Image3D's custom reels and viewers for consumers—called RetroViewer—have the same look and feel as View-Master toys but feature the customer's own personal photos. Consumers use Image3D custom reels and viewers as wedding invitations and table gifts, photo albums, birthday gifts, party invitations and other souvenirs.

Image3D's products for corporate customers—called Image3D Corporate—are used for marketing campaigns, communications initiatives, training programs, promotional and sales efforts and much more.
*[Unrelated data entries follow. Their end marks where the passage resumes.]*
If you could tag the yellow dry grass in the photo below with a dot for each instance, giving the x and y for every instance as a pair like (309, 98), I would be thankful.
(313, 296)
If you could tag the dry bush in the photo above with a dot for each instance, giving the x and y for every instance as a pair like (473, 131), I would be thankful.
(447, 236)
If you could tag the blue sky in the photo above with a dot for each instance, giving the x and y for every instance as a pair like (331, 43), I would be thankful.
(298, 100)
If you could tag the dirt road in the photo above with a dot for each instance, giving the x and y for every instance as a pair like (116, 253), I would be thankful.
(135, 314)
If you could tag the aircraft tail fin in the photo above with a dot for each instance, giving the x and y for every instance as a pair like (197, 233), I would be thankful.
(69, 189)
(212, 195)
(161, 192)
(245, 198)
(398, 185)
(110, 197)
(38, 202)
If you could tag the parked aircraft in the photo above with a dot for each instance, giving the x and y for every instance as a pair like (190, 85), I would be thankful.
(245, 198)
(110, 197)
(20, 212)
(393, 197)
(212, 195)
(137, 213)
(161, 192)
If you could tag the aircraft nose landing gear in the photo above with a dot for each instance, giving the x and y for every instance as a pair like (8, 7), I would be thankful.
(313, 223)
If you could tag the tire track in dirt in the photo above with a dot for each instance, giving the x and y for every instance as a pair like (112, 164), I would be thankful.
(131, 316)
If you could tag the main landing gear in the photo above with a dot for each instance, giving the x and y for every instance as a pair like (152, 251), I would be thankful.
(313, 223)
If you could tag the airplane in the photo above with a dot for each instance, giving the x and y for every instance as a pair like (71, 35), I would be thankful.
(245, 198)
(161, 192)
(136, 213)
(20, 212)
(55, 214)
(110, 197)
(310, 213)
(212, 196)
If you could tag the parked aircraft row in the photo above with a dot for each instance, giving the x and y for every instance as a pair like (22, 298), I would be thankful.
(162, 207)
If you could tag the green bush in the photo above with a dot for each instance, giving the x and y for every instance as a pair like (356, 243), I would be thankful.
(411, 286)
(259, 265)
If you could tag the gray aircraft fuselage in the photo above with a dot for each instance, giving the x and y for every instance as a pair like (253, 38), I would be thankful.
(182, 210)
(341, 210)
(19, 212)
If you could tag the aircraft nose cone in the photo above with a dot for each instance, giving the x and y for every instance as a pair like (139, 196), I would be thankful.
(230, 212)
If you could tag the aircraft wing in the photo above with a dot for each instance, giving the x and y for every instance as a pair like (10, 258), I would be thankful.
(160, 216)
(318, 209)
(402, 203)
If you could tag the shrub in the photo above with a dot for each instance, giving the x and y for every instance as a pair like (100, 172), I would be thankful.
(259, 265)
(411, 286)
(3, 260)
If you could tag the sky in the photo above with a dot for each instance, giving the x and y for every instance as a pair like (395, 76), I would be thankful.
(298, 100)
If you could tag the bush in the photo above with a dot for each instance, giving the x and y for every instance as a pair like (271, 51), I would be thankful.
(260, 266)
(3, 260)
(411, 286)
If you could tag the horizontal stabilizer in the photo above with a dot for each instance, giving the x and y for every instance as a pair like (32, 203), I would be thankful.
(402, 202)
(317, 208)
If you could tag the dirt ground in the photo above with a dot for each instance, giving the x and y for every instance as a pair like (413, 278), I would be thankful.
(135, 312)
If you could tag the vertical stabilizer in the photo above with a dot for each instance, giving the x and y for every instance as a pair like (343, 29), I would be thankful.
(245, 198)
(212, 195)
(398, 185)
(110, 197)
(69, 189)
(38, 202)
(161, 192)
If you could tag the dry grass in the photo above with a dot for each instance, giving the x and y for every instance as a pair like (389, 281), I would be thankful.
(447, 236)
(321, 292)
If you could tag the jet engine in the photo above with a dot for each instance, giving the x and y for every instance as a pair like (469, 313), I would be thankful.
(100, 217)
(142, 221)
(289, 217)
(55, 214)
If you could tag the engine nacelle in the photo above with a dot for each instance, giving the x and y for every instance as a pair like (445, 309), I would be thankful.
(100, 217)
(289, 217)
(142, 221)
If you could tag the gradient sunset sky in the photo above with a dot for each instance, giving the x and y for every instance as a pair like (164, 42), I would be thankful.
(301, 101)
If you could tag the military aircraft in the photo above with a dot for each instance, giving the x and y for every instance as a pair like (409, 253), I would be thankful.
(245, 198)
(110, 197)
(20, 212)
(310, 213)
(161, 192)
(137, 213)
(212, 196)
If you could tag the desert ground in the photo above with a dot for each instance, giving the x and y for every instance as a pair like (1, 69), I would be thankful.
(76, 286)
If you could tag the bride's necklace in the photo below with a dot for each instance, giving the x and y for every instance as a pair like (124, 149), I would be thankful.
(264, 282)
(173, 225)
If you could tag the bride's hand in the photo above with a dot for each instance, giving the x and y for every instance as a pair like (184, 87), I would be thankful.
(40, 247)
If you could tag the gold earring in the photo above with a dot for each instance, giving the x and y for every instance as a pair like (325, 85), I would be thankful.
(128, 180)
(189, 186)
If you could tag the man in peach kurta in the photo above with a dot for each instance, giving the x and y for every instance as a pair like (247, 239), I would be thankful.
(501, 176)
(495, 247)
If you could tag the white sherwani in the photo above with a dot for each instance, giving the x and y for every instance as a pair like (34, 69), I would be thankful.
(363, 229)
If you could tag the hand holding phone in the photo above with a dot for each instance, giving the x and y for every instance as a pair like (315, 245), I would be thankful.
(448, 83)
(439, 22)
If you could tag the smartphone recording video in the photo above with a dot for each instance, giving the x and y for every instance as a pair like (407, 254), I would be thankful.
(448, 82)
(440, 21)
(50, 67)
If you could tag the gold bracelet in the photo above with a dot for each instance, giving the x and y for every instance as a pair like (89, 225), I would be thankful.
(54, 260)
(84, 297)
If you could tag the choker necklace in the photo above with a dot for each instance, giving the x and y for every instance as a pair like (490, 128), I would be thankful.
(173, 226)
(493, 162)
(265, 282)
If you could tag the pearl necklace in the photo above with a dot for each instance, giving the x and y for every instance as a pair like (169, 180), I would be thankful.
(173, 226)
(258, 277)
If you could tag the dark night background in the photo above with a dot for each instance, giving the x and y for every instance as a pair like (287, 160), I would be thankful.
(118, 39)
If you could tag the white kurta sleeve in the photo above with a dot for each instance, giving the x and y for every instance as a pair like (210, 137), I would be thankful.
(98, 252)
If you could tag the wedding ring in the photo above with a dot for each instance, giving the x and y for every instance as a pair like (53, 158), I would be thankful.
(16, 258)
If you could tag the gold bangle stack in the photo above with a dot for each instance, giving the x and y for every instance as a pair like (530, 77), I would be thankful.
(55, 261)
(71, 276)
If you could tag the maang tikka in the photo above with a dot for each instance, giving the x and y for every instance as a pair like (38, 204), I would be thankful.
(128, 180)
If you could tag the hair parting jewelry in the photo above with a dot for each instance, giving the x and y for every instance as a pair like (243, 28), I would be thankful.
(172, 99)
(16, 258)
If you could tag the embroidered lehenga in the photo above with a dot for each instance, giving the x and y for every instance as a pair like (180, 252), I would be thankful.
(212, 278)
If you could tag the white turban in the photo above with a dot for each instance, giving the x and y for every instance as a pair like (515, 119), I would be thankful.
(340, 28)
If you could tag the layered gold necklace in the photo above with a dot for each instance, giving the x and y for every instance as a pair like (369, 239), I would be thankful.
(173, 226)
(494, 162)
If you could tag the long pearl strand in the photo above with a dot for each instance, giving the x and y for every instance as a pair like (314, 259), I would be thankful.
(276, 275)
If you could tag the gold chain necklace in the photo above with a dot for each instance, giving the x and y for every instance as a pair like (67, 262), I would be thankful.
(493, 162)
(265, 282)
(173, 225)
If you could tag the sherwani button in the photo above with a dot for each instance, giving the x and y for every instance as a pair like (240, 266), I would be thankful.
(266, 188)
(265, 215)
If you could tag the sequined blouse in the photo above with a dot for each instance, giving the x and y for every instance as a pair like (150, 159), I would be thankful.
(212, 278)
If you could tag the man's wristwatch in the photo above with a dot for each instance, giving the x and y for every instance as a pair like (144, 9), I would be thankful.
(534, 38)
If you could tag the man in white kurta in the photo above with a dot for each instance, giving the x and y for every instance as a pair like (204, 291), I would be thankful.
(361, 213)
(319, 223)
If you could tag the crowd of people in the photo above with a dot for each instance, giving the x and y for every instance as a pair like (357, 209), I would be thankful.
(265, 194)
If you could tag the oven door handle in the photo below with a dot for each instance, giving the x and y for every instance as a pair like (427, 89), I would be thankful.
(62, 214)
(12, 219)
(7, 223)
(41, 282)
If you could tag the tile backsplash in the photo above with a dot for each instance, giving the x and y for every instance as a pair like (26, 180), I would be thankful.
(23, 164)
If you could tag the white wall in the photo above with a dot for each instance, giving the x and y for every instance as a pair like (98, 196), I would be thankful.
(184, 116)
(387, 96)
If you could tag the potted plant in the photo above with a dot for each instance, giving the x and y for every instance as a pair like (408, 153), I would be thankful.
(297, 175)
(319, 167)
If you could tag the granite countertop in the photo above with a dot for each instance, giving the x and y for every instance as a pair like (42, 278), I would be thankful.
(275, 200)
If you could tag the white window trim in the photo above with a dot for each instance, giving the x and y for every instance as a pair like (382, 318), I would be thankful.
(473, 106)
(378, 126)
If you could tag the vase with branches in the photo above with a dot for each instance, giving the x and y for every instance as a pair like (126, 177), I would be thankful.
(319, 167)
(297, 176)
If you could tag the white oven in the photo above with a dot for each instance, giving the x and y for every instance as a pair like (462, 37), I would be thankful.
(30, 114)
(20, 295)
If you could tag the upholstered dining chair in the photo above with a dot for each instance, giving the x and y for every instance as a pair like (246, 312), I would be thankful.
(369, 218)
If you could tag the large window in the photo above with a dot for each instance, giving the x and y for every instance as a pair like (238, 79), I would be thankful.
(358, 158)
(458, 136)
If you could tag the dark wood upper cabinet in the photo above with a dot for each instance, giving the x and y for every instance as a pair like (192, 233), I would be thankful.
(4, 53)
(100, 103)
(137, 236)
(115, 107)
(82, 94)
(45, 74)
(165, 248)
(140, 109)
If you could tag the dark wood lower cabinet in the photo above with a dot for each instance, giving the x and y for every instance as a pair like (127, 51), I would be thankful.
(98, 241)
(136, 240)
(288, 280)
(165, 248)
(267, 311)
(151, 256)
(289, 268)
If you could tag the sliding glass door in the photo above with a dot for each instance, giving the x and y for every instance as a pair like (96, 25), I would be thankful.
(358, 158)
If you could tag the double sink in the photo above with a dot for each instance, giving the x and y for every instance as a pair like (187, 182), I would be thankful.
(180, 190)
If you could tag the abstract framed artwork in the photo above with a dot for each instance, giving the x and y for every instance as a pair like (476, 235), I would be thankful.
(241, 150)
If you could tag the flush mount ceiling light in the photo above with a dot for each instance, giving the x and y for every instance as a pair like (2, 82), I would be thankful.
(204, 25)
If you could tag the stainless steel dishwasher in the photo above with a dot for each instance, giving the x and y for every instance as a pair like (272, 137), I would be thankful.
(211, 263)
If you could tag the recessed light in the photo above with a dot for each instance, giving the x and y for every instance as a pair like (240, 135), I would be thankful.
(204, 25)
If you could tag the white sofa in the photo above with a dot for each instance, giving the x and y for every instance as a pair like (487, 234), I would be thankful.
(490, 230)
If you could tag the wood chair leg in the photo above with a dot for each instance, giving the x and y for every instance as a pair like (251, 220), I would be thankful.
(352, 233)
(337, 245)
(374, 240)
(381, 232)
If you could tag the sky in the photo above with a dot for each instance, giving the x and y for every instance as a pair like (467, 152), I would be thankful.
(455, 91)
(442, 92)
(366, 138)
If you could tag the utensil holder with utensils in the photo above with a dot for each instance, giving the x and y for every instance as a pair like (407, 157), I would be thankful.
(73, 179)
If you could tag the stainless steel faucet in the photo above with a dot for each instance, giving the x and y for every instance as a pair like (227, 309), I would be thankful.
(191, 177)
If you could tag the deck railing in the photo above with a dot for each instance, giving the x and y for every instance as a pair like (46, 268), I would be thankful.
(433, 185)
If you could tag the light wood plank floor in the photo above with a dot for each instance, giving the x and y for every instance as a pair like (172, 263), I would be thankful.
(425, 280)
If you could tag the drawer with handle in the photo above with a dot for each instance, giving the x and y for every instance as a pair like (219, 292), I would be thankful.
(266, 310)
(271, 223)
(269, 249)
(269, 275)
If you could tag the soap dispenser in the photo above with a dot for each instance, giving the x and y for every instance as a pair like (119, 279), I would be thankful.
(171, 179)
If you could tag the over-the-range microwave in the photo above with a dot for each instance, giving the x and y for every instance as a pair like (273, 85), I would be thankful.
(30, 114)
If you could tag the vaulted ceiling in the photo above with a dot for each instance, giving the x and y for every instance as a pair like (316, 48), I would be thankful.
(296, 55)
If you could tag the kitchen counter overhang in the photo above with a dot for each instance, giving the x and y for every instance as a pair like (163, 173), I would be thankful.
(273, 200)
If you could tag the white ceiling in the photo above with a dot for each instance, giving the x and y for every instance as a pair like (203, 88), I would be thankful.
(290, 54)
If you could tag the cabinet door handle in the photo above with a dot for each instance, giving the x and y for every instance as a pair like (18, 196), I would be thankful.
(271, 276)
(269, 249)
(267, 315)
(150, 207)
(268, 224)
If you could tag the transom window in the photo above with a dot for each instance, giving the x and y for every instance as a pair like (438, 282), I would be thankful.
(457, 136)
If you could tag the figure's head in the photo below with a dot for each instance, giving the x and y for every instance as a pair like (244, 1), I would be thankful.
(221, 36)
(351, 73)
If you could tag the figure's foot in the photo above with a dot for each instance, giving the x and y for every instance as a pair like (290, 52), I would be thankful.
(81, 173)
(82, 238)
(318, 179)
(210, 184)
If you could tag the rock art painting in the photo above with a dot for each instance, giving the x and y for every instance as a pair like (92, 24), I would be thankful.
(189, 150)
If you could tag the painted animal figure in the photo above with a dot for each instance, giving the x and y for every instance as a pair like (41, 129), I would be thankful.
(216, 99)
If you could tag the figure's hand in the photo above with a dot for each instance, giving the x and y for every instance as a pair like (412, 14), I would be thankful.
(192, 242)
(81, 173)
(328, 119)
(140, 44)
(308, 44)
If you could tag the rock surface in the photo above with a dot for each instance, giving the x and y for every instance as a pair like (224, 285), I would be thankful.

Companies work with Image3D to design custom reels and viewers that feature their marketing photography, logos, and corporate branding. Image3D's corporate customers include hundreds of small, medium, and large businesses, including organizations such as Pfizer, Nike, Bacardi, Motorola, the Cartoon Network, Ford Motor Company, Pixar, GM, QVC, and others.

==History==
Image3D was founded in 1997 by Rich Dubnow, the lead 3-D photographer for View-Master, for over two decades. Dubnow's 3-D photographs for View-Master have been viewed by tens of millions of people in the form of View-Master and Image3D 3-D reels and viewers.

Image3D was founded in Lake Oswego, Oregon but is now based in Beavercreek, Oregon.

A wide range of media has profiled Image3D and its nostalgic products. Image3D was featured in the television series How It's Made in 2012. The program is seen on the Discovery Channel and Science Channel in the U.S. and U.K.

==Compatibility==

Image3D has assured that their viewers are compatible with vintage View-Master reels/discs.